On est certes en droit de s'inquiéter du fait qu'une grève classique ait été récupérée par les nationalistes corses ; ils ont fait perdre assez d'argent à la direction de la Sncm pour que, de guerre lasse, elle accepte des conditions plus politiques que sociales. On est particulièrement fâché par la coïncidence entre la crise à la Sncm et le florilège d'insultes raciales qui recouvre, depuis quelques jours, beaucoup de murs en Corse. On n'ignore pas que, chez les indépendantistes, l'intolérance et la xénophobie sont fréquentes : le projet nationaliste repose sur l'identité corse ; c'est pourquoi les résidences secondaires des « continentaux » sont plastiquées, c'est pourquoi les gendarmes venus de la métropole sont persona non grata, c'est pourquoi on lit « Arabi fuora » sur les murs.
Il est plus facile de poser des bombes.
A cette violence, les nationalistes feraient mieux de substituer une culture de l'initiative individuelle et de la création d'entreprises. Mais il est toujours plus facile de poser des bombes.

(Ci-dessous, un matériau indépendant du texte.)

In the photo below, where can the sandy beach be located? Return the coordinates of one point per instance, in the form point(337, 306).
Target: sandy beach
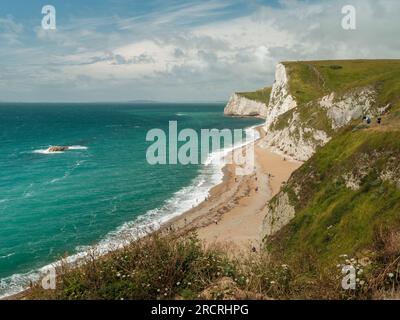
point(234, 212)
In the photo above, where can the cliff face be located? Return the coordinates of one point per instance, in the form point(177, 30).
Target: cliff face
point(347, 161)
point(297, 129)
point(243, 107)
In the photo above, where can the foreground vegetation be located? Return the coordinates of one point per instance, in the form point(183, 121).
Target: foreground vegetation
point(346, 200)
point(169, 267)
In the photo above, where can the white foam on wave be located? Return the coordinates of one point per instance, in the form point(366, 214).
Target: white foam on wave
point(46, 151)
point(211, 174)
point(77, 148)
point(7, 255)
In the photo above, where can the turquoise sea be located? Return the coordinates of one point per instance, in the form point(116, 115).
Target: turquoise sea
point(53, 204)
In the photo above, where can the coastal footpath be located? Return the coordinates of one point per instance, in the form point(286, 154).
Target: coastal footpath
point(325, 194)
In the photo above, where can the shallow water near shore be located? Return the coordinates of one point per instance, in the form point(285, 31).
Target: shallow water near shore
point(57, 203)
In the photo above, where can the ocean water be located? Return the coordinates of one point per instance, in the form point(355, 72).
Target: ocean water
point(60, 203)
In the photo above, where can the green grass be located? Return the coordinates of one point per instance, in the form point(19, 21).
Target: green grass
point(261, 95)
point(313, 79)
point(332, 219)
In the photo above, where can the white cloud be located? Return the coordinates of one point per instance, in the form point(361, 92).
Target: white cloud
point(164, 55)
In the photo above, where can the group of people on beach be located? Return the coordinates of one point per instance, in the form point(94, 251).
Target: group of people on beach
point(368, 119)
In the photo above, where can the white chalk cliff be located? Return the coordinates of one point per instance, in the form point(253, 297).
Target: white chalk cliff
point(243, 107)
point(281, 100)
point(290, 134)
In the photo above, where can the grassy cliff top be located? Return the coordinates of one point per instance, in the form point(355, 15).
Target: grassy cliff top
point(261, 95)
point(310, 80)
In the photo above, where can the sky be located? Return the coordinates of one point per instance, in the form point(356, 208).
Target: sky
point(177, 51)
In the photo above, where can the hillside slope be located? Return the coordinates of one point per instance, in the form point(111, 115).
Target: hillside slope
point(345, 200)
point(311, 101)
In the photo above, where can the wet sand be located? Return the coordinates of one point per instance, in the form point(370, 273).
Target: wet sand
point(234, 212)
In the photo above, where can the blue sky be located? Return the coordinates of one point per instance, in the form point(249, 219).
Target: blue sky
point(118, 50)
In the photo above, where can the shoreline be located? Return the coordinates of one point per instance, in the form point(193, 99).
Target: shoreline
point(233, 213)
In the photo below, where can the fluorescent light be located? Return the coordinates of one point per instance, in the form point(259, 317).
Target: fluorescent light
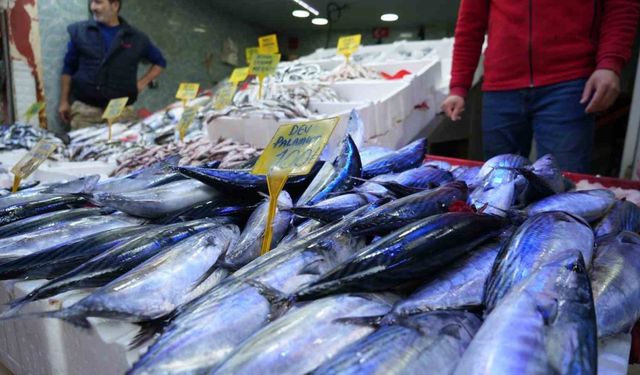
point(308, 7)
point(301, 13)
point(389, 17)
point(320, 21)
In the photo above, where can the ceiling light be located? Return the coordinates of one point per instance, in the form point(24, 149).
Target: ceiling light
point(301, 13)
point(320, 21)
point(389, 17)
point(307, 7)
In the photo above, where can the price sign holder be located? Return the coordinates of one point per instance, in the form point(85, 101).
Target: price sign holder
point(186, 91)
point(30, 162)
point(268, 44)
point(292, 151)
point(186, 120)
point(33, 110)
point(250, 52)
point(114, 110)
point(263, 65)
point(348, 45)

En revanche, favoriser l'emploi des Corses par une société de ferries qui relie la Corse au Midi n'apparaît pas sur le champ comme une manifestation flagrante de pur racisme, ni même d'ethnocentrisme. Ce n'est pas la première fois que, au niveau des collectivités locales ou de l'Etat, on prend des mesures pour sortir une région, une commune ou un département de l'ornière. Avant d'entrer dans une polémique nationale où une chatte ne retrouverait pas ses petits (au point qu'un ministre n'a pas compris la direction du vent), on aurait pu faire la part des choses.
L'affaire a été d'ailleurs compliquée par l'attitude des syndicats de travailleurs qui, eux, ont dénoncé l'accord et attendaient de pied ferme, à Marseille, leurs collègues marins qui revenaient de Corse. A la CGT, on ne cache pas l'aversion qu'on ressent pour les nationalistes corses, soudain saisis par le « social » et décidés à faire de l'entrisme dans les organisations syndicales. On souhaite bien du plaisir aux uns et aux autres : deux groupes irréductibles de combattants en pleine collision. Finalement, la CGT et FO ont obtenu gain de cause, et le moins que l'on puisse dire, c'est que les engagements de la Sncm ne sont pas clairs.
D'autres raisons de s'indigner.
Sinon, le gouvernement n'a pas tort de relativiser l'affaire et de rappeler que le premier accord, qui n'était d'ailleurs qu'un relevé de conclusions, ne violait aucune loi sociale et encore moins la Constitution.
LA PUISSANCE DES CONVICTIONS CEDE LE PAS A LA TACTIQUE DU PORTE-VOIX
Sans minimiser ce qu'il peut y avoir de dangereux dans la xénophobie qui imprègne l'indépendantisme corse, nous devons nous consacrer à des causes, ou plutôt à des problèmes, plus graves.
On peut même se demander si la puissance des convictions n'est pas en train de céder le pas à l'amour des querelles ou, plus vrai encore, à la tactique du porte-voix, qui consiste à claironner son indignation et sa colère pour des vétilles pendant que sont commis partout dans le monde, du Darfour à l'Irak, des crimes d'une cruauté si intense qu'on ne trouve pas les mots pour les décrire.
La Corse est sûrement en crise et pose la question de notre unité nationale ou de la légitimité du sécessionnisme. Mais, enfin, quand on pense à ce que des insurgés irakiens sont capables de faire à leurs otages, quand on assiste à des atrocités qui exigent une férocité si grande qu'elles sortent du champ de l'humain, quand on mesure à quel point le discours permanent, répétitif, obsédant sur les « valeurs », le respect de l'autre, la foi et la piété est contrebattu par une bestialité qui, siècle après siècle, année après année, nous épouvante toujours plus, d'autant qu'elle s'appuie elle aussi sur la foi et la piété, on peut décider que prendre un ferry corse opéré par des marins corses n'est pas en soi un acte répréhensible.
On aimerait bien entendre quelques intellectuels arabes condamner l'intégrisme avec des accents assez sonores pour qu'ils fassent écho aux hurlements des torturés, des égorgés et des décapités.